I nostri antenati più remoti furono, per necessità, i primi biologi. La loro sopravvivenza dipendeva da una conoscenza intima del mondo vivente. Dovevano sapere quali piante erano commestibili e quali velenose, le abitudini degli animali che cacciavano per nutrirsi e i comportamenti dei predatori che li cacciavano a loro volta. Era una conoscenza pratica, essenziale, tramandata attraverso le generazioni e che formava il fondamento della cultura umana. La Rivoluzione Neolitica, circa 10.000 anni fa, rappresentò il primo grande esperimento biologico, quando gli esseri umani iniziarono ad addomesticare piante e animali, manipolando attivamente la vita per servire i propri scopi. Questa fu biologia in azione, un approccio pratico che ridisegnò per sempre ecosistemi e società umane.
Questo libro ripercorrerà l'evoluzione di questa impresa umana fondamentale, dalle sue origini pragmatiche alla scienza sofisticata e basata sui dati che è oggi. Il nostro viaggio inizia nel mondo antico, dove furono fatti i primi tentativi sistematici di comprendere la vita. Incontreremo le acute capacità d'osservazione di Aristotele, che cercò di classificare il regno animale, e gli approfondimenti botanici del suo successore, Teofrasto. Vedremo come le tradizioni mediche dell'antico Egitto, con la loro conoscenza pratica dell'anatomia acquisita attraverso la mummificazione, posero alcune delle prime basi per lo studio del corpo umano.

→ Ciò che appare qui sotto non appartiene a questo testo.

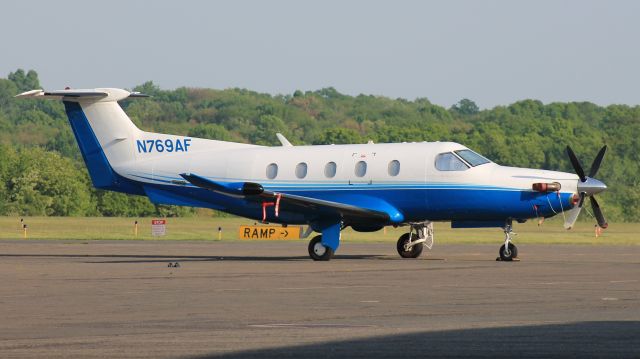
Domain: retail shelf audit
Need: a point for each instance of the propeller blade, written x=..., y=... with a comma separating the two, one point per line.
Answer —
x=595, y=166
x=598, y=213
x=576, y=164
x=572, y=216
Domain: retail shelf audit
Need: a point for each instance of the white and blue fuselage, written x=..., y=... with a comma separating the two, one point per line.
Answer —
x=366, y=186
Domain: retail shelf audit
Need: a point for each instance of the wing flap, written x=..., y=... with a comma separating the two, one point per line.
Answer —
x=360, y=209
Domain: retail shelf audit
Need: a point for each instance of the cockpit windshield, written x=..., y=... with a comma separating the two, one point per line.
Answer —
x=471, y=157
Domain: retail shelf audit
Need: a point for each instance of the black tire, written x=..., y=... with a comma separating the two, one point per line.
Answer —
x=414, y=252
x=318, y=251
x=510, y=254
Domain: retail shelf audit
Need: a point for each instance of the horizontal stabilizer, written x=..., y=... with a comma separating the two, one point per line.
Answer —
x=75, y=95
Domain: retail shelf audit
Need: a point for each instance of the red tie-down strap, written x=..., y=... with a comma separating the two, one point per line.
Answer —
x=269, y=204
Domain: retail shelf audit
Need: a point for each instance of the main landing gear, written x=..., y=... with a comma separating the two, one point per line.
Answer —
x=508, y=251
x=318, y=251
x=410, y=245
x=322, y=247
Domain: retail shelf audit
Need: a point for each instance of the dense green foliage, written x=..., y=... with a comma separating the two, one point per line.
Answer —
x=41, y=171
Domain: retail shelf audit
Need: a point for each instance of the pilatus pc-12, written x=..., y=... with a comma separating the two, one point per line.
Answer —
x=329, y=187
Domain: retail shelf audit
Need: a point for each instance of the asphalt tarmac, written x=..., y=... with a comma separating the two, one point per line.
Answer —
x=117, y=299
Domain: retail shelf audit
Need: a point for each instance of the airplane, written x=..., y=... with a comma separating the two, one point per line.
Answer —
x=327, y=187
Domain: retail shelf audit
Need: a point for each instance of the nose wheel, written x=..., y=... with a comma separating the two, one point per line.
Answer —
x=509, y=252
x=318, y=251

La storia proseguirà poi attraverso l'Impero Romano e nell'Età dell'Oro islamica, un periodo in cui la conoscenza classica dei Greci fu preservata, tradotta e ampliata da studiosi brillanti come Avicenna. Fu un'epoca in cui la medicina e la storia naturale fiorirono, mantenendo viva la fiamma dell'indagine mentre gran parte dell'Europa entrava in un periodo di relativo stagnazione scientifica.
Con l'arrivo del Rinascimento in Europa, un rinnovato interesse per l'empirismo e l'osservazione diretta rivoluzionò il pensiero biologico. Assisteremo ad Andreas Vesalio che sfida secoli di dogma medico eseguendo le sue stesse dissezioni e rivelando la vera struttura del corpo umano. Seguiremo William Harvey mentre dimostra meticolosamente la circolazione del sangue, rovesciando teorie antiche attraverso una sperimentazione accurata. Fu un'epoca di guardare il mondo con occhi nuovi, di fidarsi dell'osservazione più che dell'autorità ricevuta.
Forse nessuna singola invenzione trasformò lo studio della vita più del microscopio. Nel XVII secolo, le lenti artigianali di Antonie van Leeuwenhoek rivelarono un mondo completamente sconosciuto e brulicante di "animalculi" in una singola goccia d'acqua di stagno. Questo salto tecnologico aprì una nuova dimensione della realtà, ponendo le basi per l'eventuale sviluppo della teoria cellulare — la profonda comprensione che tutti gli esseri viventi sono composti da unità fondamentali chiamate cellule. La storia della biologia è inestricabilmente legata alla storia della tecnologia; dalle prime lenti rudimentali agli odierni sequenziatori di DNA automatizzati, nuovi strumenti hanno costantemente aperto nuove frontiere della scoperta.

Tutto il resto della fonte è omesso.